Why lucene's segment is immutable - elasticsearch

It is known that when the content of a document is updated or deleted in elasticsearch, the segment is not immediately deleted, but newly created.
And after that, we know that segments are merged through a schedule.
I know that the reason it works like this is because it is expensive.
But I don't know the exact reason why segments are immutable and don't merge immediately.
Even if I search the document, the exact reason cannot be found, but if anyone knows about this, please comment.
thank you.

Having a segment immutable provides a lot of benefits, such as
It can be easily used in a multi-threaded environment, as content is not changeable, you don't have to worry about the shared state and race-conditions and a lot of complexity when you have mutable contents.
It can be cached effectively as caching fast changing dataset will defeat the purpose of caching.
Refer below content from official ES docs on why lucene segments are cache friendly
Lucene is designed to leverage the underlying OS for caching in-memory
data structures. Lucene segments are stored in individual files.
Because segments are immutable, these files never change. This makes
them very cache friendly, and the underlying OS will happily keep hot
segments resident in memory for faster access. These segments include
both the inverted index (for fulltext search) and doc values (for
aggregations).
Also refer benefits of immutable data in general for more details.

Related

Elasticsearch: When serving a read request, why not try to find the document in the memtable first to achieve real-time query?
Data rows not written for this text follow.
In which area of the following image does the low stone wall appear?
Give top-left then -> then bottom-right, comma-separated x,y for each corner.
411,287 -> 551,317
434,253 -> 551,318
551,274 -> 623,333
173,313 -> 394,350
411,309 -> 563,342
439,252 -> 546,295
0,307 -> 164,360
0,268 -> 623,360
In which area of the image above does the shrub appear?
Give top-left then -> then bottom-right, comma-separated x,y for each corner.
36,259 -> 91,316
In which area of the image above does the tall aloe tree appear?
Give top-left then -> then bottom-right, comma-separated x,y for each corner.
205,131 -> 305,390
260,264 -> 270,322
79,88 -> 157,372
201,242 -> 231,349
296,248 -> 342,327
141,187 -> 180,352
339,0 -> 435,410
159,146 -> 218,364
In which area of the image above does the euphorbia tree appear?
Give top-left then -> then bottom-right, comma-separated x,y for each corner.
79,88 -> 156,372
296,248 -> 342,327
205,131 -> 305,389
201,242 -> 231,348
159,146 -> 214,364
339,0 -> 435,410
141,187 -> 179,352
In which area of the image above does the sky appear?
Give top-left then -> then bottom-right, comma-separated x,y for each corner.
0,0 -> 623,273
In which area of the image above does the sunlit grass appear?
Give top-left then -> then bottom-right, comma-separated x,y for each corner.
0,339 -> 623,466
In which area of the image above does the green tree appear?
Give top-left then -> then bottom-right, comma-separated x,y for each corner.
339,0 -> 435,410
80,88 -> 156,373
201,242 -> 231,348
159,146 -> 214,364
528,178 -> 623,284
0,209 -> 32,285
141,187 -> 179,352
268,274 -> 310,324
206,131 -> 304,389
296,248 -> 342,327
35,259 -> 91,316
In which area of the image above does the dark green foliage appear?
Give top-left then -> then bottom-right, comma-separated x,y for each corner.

In Elasticsearch official document Near real-time search, it says that
In Elasticsearch, this process of writing and opening a new segment is called a refresh. A refresh makes all operations performed on an index since the last refresh available for search.
By default, Elasticsearch periodically refreshes indices every second, ... This is why we say that Elasticsearch has near real-time search: document changes are not visible to search immediately, but will become visible within this timeframe.
I feel a little confused: when serving a read request, why not try to find the document in memtable first, then in the on-disk segment, if so, we do not need to wait the refresh, which makes the real time query possible.
Really good question, but to understand it why Elasticsearch doesn't serve a search request from in-memory documents, we will have to little deep and understand why segments are created in first place and why they are immutable.
As you might be aware that segments are the actual physical files that stores the data of search index, and segments are immutable and this immutability provides a lot of benefits such as
Segments can be cached.
Segments can be used in multi-threaded Environments without worrying about the state being change.
Now as segments are cached and can be used in multi-threaded Environment, it's much easier to use the file system cache to provide the faster search, of-course that means sometime, you will not have a newer copy of data but thats a trade-off than iterating through the memtable which is still being modified and still can show the old version of the document(so still you have a near real time data), and can't be cached as its not immutable so every search thread will end up searching on a dataset which is always in motion and if you apply the locking on memtable while searching, it would reduce the indexing speed.
Btw, this is design from Lucene and Elasticsearch uses that as a library so it's not really Elasticsearch which controls that.
Bottomline, even if you search on memtable without locking and blocking updates while searching, you can't show the real time data and this would considerably slow both indexing and search speed.
Hope this helps.

Why are documents in elasticsearch immutable?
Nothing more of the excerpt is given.